Malaysia anticipates August peak of Covid-19 wave as vaccines start to show impact

On average, over 80 per cent of daily new Covid-19 patients in Malaysia are unvaccinated.
On average, over 80 per cent of daily new Covid-19 patients in Malaysia are unvaccinated.PHOTO: EPA-EFE

KUALA LUMPUR - Malaysia expects to reach the peak of its record-breaking Covid-19 infection rates this month before the impact of the mass vaccination programme starts to show, as it enters a crucial period before a targeted reopening of the economy.

Ahead of the expected peak in nationwide infections, the federal territory of Labuan as well as the states of Sarawak and Perlis will move to the third phase of Malaysia's Covid-19 exit plan on Wednesday (Aug 4), effectively ending their lockdowns, Prime Minister Muhyiddin Yassin said in a Facebook post on Monday.

The third phase allows most businesses to operate while retaining some Covid-19 protocols.

The three places have seen the number of Covid-19 cases falling recently due to high vaccination rates.

Government officials and leaders expect the same to happen in other parts of the country.

"I think we are getting to the peak (of infections), especially in Klang Valley. We will get to the peak in another week or more and then hopefully we will see the infection numbers changing," said Coordinating Minister for Immunisation Khairy Jamaluddin on Monday.

After a surge capacity operation in July to ramp up inoculations, the Klang Valley - Malaysia's most populous and also worst-hit region - has now seen 96.7 per cent of its adult population receive at least one dose of vaccine, Mr Khairy said.

Consisting much of Selangor state and the capital Kuala Lumpur, the Klang Valley is home to more than seven million people, or over one-fifth of the country's population.

The number of cases in Klang Valley has recently declined. The region, which used to account for 70 to 80 per cent of all new cases in Malaysia, on Monday had less than half of the total cases reported.

Labuan, off the coast of Sabah, has seen over 80 per cent of its adult population fully inoculated, resulting in daily cases dropping drastically from the hundreds to single digits, and the closure of a field hospital.

On Sunday, Sarawak said that there had been a noticeable drop in patients requiring critical care and hospitalisation in July, when ramped up vaccination saw 66 per cent of residents fully inoculated. Deaths had more than halved in the state - 45 people died of Covid-19 in July compared with 108 in June.

On average, over 80 per cent of daily new Covid-19 patients in Malaysia are unvaccinated. For patients who have "vaccination history", the health ministry does not specify the level of vaccination. Full efficacy of vaccines kicks in two weeks after the second dose.

Epidemiologists are more cautious about when the nationwide infection rates could fall, saying that a decline in cases would be more visible towards the end of August and beyond.

"One also needs to remember that a sufficiently large proportion of the population needs to have received two doses and we need to wait at least two weeks in order for optimal immunity.

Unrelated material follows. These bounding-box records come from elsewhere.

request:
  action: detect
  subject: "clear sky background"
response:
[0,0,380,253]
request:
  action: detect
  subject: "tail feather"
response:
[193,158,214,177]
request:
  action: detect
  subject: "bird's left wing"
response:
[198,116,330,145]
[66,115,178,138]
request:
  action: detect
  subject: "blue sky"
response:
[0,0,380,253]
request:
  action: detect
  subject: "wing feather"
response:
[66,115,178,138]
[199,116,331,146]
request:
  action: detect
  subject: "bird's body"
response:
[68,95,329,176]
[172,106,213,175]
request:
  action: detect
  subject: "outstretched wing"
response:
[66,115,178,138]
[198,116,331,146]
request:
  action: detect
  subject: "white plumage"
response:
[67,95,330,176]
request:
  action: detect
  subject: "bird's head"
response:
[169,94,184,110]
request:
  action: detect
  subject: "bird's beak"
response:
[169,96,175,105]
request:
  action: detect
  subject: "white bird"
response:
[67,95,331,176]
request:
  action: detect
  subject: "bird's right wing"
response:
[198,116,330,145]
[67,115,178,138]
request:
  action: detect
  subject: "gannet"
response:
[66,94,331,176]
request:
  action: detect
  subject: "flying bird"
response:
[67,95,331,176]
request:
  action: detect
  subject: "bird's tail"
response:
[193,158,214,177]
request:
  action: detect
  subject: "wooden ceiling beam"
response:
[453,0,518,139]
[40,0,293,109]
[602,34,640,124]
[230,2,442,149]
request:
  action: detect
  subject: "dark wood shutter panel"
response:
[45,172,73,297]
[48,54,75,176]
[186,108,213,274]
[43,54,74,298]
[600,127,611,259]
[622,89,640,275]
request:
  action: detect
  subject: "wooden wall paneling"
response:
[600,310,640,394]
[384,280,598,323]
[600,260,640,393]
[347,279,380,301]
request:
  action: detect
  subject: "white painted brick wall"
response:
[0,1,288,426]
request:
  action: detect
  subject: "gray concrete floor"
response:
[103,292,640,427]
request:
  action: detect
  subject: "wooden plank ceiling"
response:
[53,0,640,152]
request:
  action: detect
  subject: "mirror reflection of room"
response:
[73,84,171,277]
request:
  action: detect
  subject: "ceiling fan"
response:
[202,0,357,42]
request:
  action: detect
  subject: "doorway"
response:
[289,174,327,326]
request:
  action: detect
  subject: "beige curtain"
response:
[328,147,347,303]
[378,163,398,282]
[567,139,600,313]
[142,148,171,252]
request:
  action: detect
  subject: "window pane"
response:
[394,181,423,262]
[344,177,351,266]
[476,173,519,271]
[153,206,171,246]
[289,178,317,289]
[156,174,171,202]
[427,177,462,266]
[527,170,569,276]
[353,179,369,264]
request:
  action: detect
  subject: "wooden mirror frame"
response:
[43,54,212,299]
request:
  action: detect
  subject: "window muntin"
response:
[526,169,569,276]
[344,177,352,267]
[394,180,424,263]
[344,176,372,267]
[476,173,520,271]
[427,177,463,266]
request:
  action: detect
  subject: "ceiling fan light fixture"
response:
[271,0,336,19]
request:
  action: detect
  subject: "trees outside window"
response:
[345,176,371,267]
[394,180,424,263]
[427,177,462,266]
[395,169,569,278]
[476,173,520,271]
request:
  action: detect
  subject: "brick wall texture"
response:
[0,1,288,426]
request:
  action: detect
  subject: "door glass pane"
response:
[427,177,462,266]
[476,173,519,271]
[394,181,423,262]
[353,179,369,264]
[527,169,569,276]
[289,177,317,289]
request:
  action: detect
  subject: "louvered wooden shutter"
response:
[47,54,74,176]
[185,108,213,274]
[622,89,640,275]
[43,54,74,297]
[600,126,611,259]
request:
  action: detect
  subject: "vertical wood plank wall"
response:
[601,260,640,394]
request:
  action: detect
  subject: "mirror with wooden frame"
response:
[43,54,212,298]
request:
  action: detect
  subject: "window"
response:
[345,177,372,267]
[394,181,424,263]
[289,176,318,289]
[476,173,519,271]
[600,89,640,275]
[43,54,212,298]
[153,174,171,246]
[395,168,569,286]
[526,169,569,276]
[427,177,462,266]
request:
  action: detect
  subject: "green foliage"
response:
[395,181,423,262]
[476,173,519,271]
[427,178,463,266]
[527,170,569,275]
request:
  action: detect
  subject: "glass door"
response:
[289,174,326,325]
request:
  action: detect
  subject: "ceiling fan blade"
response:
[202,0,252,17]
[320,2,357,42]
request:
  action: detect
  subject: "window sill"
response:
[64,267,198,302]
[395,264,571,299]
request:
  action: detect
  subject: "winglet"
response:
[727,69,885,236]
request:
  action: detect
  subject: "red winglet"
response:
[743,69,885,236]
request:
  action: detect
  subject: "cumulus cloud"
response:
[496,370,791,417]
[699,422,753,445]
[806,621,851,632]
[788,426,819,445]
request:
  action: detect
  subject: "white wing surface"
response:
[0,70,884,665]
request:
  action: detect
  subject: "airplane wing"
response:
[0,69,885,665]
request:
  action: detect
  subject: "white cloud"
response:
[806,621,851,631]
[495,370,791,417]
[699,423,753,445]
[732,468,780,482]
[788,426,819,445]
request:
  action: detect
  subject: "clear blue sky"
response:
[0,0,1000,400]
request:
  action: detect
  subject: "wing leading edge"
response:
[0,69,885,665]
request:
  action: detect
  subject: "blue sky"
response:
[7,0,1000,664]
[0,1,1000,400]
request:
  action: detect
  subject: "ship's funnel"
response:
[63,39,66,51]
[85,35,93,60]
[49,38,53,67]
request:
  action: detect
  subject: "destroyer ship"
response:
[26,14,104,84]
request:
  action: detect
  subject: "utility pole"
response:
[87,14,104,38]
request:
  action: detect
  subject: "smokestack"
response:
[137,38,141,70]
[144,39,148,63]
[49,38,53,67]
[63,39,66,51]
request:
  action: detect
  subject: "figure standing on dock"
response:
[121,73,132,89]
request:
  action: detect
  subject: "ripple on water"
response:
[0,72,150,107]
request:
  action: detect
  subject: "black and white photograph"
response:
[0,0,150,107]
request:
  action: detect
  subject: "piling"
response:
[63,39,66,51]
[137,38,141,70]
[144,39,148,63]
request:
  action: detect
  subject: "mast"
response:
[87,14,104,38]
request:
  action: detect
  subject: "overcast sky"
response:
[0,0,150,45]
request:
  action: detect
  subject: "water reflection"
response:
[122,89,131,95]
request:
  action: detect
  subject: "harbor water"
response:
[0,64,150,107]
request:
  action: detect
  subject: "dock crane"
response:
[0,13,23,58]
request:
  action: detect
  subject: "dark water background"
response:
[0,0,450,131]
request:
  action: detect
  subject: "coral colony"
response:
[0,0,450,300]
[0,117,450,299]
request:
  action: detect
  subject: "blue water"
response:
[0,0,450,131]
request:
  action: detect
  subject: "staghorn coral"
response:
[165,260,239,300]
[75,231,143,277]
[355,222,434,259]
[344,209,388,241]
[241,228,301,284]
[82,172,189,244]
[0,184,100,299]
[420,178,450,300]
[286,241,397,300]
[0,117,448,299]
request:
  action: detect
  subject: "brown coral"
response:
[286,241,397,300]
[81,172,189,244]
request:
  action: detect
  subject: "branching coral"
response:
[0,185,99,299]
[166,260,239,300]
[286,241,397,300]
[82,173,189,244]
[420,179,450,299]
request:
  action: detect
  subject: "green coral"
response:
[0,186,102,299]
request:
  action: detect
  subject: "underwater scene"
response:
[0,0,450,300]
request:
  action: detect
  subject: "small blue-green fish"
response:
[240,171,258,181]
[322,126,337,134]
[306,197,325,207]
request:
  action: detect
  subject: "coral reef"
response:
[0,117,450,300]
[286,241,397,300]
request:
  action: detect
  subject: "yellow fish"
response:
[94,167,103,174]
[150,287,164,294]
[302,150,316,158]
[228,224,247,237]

This is not likely to happen soon enough for new cases to show consistent declines within the next one month," said Professor Awang Bulgiba Awang Mahmud, chairman of the Covid-19 Epidemiological Analysis and Strategies Task Force.

Universiti Putra Malaysia epidemiologist Malina Osman told The Straits Times that the decline will be a mixed pattern depending on vaccination levels in different states.

"For states like Selangor and Klang Valley areas, I would expect the cases will start declining once the full vaccination rate achieved 50 per cent and more; but some states like Johor, Malacca, Kedah, Kelantan, Sabah and Trengganu will show more new cases or clusters while their vaccination rates are still relatively at a lower rate," Dr Malina said.

Johor, Kedah and Sabah - three of the states with the lowest vaccination coverage - on Monday reported more than 1,000 cases each on the back of a recent surge.

Mr Khairy has said that 40 per cent of Malaysia's adults are expected to be fully vaccinated before its independence day on Aug 31. Currently, the country has fully vaccinated almost 30 per cent of its adult population.

Prime Minister Muhyiddin Yassin has said that much of Malaysia could reopen for full economic activity by October. He is also set to announce certain relaxations for fully vaccinated individuals in the coming days, which would allow some economic activity to resume.

Malaysia reported 15,764 cases on Monday, down from 17,150 on Sunday and the record high of 17,786 cases on Saturday. There was also a record of 219 deaths on Monday.